Graf Marc van der Straten ist selber nie Motorrad gefahren. Das hat mit der Vergangenheit zu tun.

«Vor vielen Jahren habe ich mich für Motorräder interessiert, aber nach einem schlimmen Erlebnis ging ich wieder auf Distanz. Ich fuhr auf einer Honda CB 750 als Sozius mit. Wir waren an der Costa Azzura, die Strasse war kurvig und überall standen Mauern», erinnert sich der 66-jährige Unternehmer. «Der Fahrer fuhr sehr schnell und ich bat ihn, das Tempo zu drosseln. Aber er hat nicht zugehört und wir sind daraufhin gestürzt. Wir hätten uns sehr schwer verletzen können. Kaum war ich wieder auf den Beinen, habe ich ihm einen kräftigen Faustschlag versetzt. Das war für mich so ein negatives Erlebnis, dass es sehr lange dauerte, bis ich mich wieder auf zwei Räder wagte. Vorerst ist es nur der Roller, mit dem ich mich im Fahrerlager oder auf der Strecke bewege.»

Was hat Sie den schliesslich bei den Motorradrennen fasziniert?

Mir gefallen die schönen und exklusiven Dinge. Dies geschieht durch Leidenschaft und das Talent der Personen. Der Artisten. Das hängt nicht alleine vom Geld ab.

Davon geben sie aber als Mäzen oder Sponsor trotzdem ordentlich viel aus.

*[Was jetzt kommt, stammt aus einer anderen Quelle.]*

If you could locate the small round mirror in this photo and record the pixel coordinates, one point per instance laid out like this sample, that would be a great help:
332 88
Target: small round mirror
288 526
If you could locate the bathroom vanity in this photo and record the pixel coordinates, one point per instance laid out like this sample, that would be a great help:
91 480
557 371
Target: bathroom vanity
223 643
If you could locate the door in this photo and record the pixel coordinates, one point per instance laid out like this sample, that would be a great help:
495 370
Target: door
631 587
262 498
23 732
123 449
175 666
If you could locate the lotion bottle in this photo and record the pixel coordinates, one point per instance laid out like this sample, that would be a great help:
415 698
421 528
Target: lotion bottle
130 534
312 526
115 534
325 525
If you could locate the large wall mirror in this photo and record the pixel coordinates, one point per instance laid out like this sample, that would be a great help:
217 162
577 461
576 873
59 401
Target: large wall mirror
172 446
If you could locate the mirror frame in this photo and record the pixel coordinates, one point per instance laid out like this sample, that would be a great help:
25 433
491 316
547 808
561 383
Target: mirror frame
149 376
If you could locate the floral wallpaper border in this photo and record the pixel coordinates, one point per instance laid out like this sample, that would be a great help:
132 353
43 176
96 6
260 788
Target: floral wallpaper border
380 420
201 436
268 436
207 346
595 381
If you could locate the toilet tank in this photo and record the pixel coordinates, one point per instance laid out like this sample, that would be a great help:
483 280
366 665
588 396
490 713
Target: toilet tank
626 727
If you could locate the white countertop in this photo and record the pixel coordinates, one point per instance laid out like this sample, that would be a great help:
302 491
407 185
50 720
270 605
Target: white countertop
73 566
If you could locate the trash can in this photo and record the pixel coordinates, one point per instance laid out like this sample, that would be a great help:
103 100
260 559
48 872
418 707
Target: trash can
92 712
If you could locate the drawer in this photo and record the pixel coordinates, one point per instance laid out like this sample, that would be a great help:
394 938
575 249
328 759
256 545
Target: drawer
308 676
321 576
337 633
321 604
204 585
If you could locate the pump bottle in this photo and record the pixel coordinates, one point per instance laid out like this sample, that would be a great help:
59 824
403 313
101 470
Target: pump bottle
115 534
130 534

Das stimmt, aber diese Sache mit dem Mäzenatentum ist überholt. Das gibt es vielleicht noch in der Musik, in der Malerei oder generell in der Kunst. Aber in der Welt des Motorsports kann noch so viel Talent vorhanden sein, es braucht auch Geld. Ja, es stimmt, ich gebe viel davon aus, aber ich werfe es nicht einfach so zum Fenster raus.

Sie wurden 2014 mit Tito Rabat Moto2-Weltmeister. Ihr Schützling Scott Redding konnte sein Talent bisher noch nicht festigen konnte und richtig unter Beweis stellen?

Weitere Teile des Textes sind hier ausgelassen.